By Tom Kleckner
A Brattle Group analysis of the potential effect of regulatory and market factors on ERCOT’s generation says the ISO will rely primarily on natural gas, wind and utility-scale solar power over the next 20 years, continuing recent trends.
ERCOT’s current monthly demand and energy report shows natural gas is providing 46.7% of its generation this year, followed by coal (19.6%) and wind (18.3%). Nuclear represents 14.6% of the ISO’s generation, but the Brattle study sees that dropping to 9% by 2035. Brattle said low natural gas prices could result in the retirement of 12 GW of coal-fired generation, 60% of ERCOT’s current fleet, by 2022.
Solar accounts for just 0.2% of ERCOT’s generation, but the ISO expects that to grow from 288 MW to more than 1,000 MW by the time summer begins, with another 6,700 MW of solar capacity under study in the transmission queue.
The Brattle Group study assumes that natural gas prices will remain below $4/MMBtu and that solar photovoltaic prices will continue to decline. That will result in reduced carbon emissions and inflation-adjusted wholesale prices equal to those of 2014, the report said, and make proposed federal regulations “largely irrelevant.”
The analysis was commissioned by the Texas Clean Energy Coalition, which has hired Brattle to conduct three previous studies.
Brattle built its study on four reference cases: low/high natural gas prices and low/high cost of utility-scale solar PV, based on natural gas futures and ERCOT and National Renewable Energy Laboratory forecasts.
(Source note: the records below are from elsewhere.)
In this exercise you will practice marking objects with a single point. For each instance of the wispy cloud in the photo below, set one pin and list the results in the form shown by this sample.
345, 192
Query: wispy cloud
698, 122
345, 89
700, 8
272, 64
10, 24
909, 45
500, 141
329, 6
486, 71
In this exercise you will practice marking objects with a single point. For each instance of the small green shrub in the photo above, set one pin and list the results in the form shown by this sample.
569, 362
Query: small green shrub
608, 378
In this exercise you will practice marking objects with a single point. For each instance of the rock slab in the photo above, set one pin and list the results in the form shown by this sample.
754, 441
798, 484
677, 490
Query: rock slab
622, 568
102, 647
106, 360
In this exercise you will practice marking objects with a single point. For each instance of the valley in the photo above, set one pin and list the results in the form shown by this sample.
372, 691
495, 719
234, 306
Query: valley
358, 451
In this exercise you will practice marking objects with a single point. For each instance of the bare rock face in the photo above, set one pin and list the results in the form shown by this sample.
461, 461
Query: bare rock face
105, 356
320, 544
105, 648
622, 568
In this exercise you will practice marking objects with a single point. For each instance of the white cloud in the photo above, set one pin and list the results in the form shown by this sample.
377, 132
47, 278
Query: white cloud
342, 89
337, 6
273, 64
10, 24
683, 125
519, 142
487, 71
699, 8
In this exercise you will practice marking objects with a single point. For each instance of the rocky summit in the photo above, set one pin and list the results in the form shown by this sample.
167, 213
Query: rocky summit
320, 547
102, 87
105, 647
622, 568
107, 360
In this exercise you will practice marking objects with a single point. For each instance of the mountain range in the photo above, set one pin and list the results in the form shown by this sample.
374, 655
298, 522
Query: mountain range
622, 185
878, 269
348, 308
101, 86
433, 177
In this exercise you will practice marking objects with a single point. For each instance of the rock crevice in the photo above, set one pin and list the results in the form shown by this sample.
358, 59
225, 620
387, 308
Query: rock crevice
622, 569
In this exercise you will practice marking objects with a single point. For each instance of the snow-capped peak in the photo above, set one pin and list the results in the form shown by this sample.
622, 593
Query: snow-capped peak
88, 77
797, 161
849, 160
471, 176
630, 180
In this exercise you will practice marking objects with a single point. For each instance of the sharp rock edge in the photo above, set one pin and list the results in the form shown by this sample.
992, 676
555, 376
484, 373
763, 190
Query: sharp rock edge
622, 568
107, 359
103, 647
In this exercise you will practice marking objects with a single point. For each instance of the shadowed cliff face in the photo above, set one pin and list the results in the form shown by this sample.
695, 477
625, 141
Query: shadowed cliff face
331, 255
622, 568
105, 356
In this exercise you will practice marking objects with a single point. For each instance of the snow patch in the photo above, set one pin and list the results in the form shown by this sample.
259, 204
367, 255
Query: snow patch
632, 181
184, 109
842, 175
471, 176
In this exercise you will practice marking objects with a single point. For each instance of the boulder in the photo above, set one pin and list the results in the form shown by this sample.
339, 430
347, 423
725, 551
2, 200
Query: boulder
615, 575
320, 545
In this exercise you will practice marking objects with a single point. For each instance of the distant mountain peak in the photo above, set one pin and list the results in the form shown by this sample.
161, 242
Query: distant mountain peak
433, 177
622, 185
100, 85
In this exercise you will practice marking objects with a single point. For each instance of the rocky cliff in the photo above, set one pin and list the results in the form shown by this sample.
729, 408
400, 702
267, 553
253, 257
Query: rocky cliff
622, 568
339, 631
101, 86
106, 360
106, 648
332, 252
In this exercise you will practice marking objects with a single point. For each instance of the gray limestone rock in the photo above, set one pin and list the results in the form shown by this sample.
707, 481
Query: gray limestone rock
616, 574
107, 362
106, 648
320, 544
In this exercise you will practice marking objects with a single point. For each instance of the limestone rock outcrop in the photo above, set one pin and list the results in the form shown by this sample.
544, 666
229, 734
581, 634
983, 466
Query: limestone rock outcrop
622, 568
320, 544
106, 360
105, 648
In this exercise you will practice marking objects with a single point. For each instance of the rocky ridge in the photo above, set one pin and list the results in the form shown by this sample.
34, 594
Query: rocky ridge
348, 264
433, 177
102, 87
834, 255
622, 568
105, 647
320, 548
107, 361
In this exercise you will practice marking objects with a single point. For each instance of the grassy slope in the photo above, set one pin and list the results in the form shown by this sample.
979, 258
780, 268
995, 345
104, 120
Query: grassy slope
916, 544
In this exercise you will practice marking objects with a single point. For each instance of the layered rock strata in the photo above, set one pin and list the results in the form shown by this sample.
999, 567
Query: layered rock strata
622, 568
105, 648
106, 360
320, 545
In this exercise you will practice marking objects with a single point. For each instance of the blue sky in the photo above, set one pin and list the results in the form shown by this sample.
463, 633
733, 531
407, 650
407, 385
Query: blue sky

Analysts also explored three policy scenarios for each case: improved state energy efficiency programs, and mass- and rate-based emission limits under the Clean Power Plan.
This year, ERCOT said its monthly energy use is down 1.1% from 2015, though April’s peak demand was up 12.6% — the first time it has surpassed monthly demand from last year (50,920 MW versus 45,227 MW for April 2015).
Transmission Concerns
ERCOT spokesperson Robbie Searcy said while the Brattle study used “many of the same basic assumptions” as the ISO’s studies, its own analysis indicates “recent environmental regulations may accelerate the pace of unit retirements, potentially faster than the system can adapt to support reliability.”
Searcy said the ERCOT study focused on localized transmission-system reliability, which would be more susceptible to generation retirements. “It could take several years for the transmission system to catch up with these needs, in turn creating potential reliability challenges in the interim,” she said.